Coronakrise

Begriff „Lockdown“ bei Österreichern negativ belastet

Mit dem Begriff „Lockdown“ assoziieren sieben von zehn Österreicherinnen und Österreicher negative Gedanken. Besonders häufig wurden laut einer Umfrage von MAKAM Research die Auswirkungen dieser Zwangsmaßnahme als „wirtschaftsschädigend“ empfunden. Elternvertreter sprechen sich außerdem nun für die Verschiebung der nach den Semesterferien stattfindenden Schuleinschreibung für weiterführende Schulen aus.

red/Agenturen

Aber auch Gedanken dahin gehend, dass es sich um eine aufoktroyierte und von vielen als übertriebene und sinnlos empfundene Maßnahme handelt, prägen das negative Stimmungsbild. So fallen häufig Assoziationen, wie „unnötig“, „übertrieben“, „Schwachsinn“, „sinnlos“, „Diktatur“.

Doch knapp einem Zehntel kommen beim Wort „Lockdown“ positive Gedanken in den Sinn. Diese drehen sich vor allem um die erhoffte Wichtigkeit und Wirksamkeit, bzw. die vermutete Alternativlosigkeit im Kampf gegen die Pandemie. Aber auch Erinnerungen an subjektiv erlebte Entspannung und Entschleunigung während des Lockdowns im Frühjahr werden als positive Assoziationen genannt.

Bei einem Fünftel weckt der Begriff „Lockdown“ neutrale Assoziationen, wobei sich derartige Gedanken vorrangig mit der Akzeptanz der aktuellen Situation, oder dem Vertrauen in die Zweckmäßigkeit der Maßnahme begründen lassen.

Schuleinschreibung soll verlegt werden

Coronabedingt sprechen sich Elternvertreter nun auch für die Verschiebung der nach den Semesterferien stattfindenden Schuleinschreibung für weiterführende Schulen aus. Derzeit können Tage der offenen Tür aufgrund der Corona-Vorgaben des Bildungsministeriums nicht durchgeführt werden und Eltern sich nicht über die Angebote informieren. Schülervertreter wiederum fordern aufgrund der Umstellung auf Distance Learning an den Oberstufen verpflichtende Digitalisierungs-Fortbildung für Lehrer.

Die Schuleinschreibung für weiterführende Schulen findet jährlich kurz nach den Semesterferien statt. Deshalb findet dazu etwa in der Bundeshauptstadt im Oktober jährlich der Tag der Wiener Schulen statt, darüber hinaus haben die meisten Schulen zusätzlich einen eigenen Tag der offenen Tür.
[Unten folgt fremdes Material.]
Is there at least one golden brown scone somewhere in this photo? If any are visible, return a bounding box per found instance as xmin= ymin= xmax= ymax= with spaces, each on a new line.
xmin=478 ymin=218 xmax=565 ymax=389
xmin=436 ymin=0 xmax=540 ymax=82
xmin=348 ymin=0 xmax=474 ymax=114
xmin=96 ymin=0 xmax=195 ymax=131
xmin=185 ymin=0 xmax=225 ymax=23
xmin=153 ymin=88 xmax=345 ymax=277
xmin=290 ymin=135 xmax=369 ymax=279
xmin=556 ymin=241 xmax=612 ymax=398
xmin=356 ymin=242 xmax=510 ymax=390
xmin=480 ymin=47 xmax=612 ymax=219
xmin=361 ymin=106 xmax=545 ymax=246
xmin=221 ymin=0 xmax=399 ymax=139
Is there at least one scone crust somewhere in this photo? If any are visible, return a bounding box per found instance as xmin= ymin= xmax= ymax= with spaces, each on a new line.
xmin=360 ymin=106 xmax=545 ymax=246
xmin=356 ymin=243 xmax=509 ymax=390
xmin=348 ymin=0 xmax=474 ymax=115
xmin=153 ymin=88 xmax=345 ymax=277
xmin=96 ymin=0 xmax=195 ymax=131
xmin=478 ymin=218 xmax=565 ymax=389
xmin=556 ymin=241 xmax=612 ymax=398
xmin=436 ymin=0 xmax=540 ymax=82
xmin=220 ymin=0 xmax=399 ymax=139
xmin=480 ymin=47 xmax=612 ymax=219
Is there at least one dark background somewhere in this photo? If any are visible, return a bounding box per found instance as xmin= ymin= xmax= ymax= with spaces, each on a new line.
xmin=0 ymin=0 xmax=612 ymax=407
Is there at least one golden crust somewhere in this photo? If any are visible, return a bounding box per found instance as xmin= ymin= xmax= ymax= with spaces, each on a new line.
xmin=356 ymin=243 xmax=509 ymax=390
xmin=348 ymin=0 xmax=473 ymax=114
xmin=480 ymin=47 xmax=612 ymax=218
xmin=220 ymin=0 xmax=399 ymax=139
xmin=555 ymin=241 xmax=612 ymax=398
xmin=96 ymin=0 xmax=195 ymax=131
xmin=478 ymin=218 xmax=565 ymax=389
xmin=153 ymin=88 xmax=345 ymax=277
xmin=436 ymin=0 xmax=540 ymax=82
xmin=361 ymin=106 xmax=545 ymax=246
Der Tag der Wiener Schulen wurde coronabedingt heuer abgesagt, die meist im November am Programm stehenden Tage der offenen Tür dürfen bundesweit ebenfalls nicht stattfinden: Die derzeit gültigen Corona-Vorgaben erlauben schulfremden Personen keinen Zutritt in die Schule.

Da auch keine Besserung der Situation zu erwarten ist, können sich die Eltern vor Ort keinen Eindruck über mögliche Schulen für ihre Kinder nach der Volksschule machen. „Die einfachste Lösung wäre, wenn man die Termine für die Einschreibung verlegt“, so der Vorsitzende des Verbands der Elternvereine an den Höheren und Mittleren Schulen Wien, Marcus Dekan, laut orf.at. Außerdem bräuchten Schulen zusätzliche Ressourcen für die Gestaltung ihrer Websites - diese würden sich sowohl bezüglich Aktualität als auch Umfang der Angebote stark voneinander unterscheiden.

Schülervertreter fordern angesichts der Umstellung der Oberstufenschulen auf Distance Learning verpflichtende Lehrerfortbildung im Bereich Digitalisierung. „Vielen Lehrerinnen und Lehrern fehlt es schlichtweg an Wissen, wenn es um die Nutzung von Online-Plattformen geht“, meinte Bundesschulsprecherin Alexandra Bosek in einer Aussendung. „Solche Weiterbildungen, um digitale Kompetenzen zu erlernen und aufzufrischen, werden schon angeboten, sie müssen nur noch genutzt werden. Und zwar verpflichtend genutzt!“ Dabei gehe es einerseits um die Bedienung von Zoom, den Umgang mit Microsoft Teams und anderen Online-Plattformen sowie andererseits um eine angepasste Unterrichtsgestaltung.